Wang Jianlin

Wanda Commercial Properties faces tough challenge under new ‘asset-light’ strategy that focuses on service income

Property group’s shares drop 5.9 per cent following analysts’ downward revisions on share price outlook

PUBLISHED : Tuesday, 26 January, 2016, 8:34pm
UPDATED : Tuesday, 26 January, 2016, 10:15pm

The “asset-light” approach of Dalian Wanda Commercial Properties has come under fire from analysts who warn that the pioneering strategy that relies on management fees and other services income could negatively impact its bottom line.

Two investment banks lowered their target price for the company’s Hong Kong-listed shares, citing concerns over the strategy which relies solely on fees from services related to project management while working with a financial backer who will front capital and take full equity in the project.

“Wanda’s transition to an asset-light model could be bumpy,” Bank of America Merrill Lynch said in a report.

The company is controlled by China’s richest man Wang Jianlin.

Wanda’s shares plunged 5.9 per cent Tuesday to HK$34.40, their lowest since its listing in Hong Kong in 2014.

Investors will likely await evidence in the second half of 2016 or the first half of 2017 to see if its new single-mall format, which will allocated less space for achor tenants, can achieve the 10 per cent yield and meet the 7 per cent return target for project investors, said BofA Merrill Lynch.

BofA Merrill Lynch cut Wanda Commercial’s share target price 8 per cent to HK$55.

Wanda Commercial announced earlier a 39 per cent reduction in its 2016 sales target to 100 billion yuan.

The company is embracing an asset-light strategy whereby they use capital from external investors to finance construction while they act as developer overseeing design and build out, as well as project management upon completion, coordinating tenant leasing.

Jeffrey Gao, head of China property research at Nomura, said there was not yet a successful example of Wanda’s asset-light mall strategy.

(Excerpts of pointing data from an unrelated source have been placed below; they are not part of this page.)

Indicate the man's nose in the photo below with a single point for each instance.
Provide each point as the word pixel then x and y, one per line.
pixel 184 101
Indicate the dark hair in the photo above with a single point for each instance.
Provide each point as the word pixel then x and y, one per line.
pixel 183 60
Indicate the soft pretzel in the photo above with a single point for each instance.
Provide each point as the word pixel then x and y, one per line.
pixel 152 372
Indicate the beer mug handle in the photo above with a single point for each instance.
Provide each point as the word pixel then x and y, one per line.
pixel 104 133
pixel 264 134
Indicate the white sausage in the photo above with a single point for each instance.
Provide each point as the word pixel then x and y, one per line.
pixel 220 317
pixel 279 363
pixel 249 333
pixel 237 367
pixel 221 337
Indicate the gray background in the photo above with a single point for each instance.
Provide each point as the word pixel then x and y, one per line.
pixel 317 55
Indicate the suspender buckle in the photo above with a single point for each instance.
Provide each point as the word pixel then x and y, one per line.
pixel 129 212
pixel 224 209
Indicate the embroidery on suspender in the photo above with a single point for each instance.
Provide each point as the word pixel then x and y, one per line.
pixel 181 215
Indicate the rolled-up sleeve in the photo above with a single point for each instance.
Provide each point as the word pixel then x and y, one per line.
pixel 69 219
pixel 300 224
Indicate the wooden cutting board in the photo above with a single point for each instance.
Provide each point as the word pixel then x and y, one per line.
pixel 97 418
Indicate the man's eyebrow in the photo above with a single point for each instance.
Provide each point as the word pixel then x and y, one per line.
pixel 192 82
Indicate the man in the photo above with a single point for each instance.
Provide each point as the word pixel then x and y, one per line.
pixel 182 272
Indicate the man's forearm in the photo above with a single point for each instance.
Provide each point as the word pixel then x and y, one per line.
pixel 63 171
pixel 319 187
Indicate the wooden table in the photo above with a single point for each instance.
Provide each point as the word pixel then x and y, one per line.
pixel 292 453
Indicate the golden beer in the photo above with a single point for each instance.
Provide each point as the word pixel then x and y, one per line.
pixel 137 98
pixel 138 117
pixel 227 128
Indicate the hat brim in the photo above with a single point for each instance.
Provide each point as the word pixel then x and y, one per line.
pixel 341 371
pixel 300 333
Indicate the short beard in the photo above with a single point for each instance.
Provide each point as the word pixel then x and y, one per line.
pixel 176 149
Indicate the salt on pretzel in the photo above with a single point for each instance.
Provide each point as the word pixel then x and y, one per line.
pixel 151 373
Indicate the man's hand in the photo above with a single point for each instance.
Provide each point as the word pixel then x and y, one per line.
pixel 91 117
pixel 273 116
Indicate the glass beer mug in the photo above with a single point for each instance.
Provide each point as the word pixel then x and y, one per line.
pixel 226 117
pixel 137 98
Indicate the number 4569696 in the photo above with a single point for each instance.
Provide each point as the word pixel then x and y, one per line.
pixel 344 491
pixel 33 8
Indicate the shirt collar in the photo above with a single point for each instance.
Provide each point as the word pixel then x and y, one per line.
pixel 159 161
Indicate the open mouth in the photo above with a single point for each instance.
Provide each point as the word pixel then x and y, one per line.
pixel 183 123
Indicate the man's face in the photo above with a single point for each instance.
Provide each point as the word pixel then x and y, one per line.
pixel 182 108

The company, it noted, will rely upon service fees as a pillar of future earnings growth.

Meanwhile, Fitch Ratings, said last month that Wanda’s income from the asset-light projects may not be stable as the rental income could miss expectations, which would result in lower fees for Wanda. Many of these projects are located in China’s smaller cities, where consumer spending power is weaker.

Nomura reduced its target price for Wanda Commercial by 11 per cent to HK$67.24, citing yuan depreciation and the company’s lowered sale forecasts. It added that the recent weakness in its stock price reflected investor concerns on its asset-light model and a potential slowdown in rental growth.

Wanda’s malls saw annual rental income growth of 31 per cent on a same-store basis in 2015, according to BofA Merrill Lynch. The broker expects Wanda’s rental reversions to moderate from a high base last year amid the slower growth environment.

Standard & Poor’s Ratings last Friday lowered Wanda Commercial’s long-term corporate credit outlook to “negative”, saying its high leverage was likely to remain for the next 12 months even as sales drop.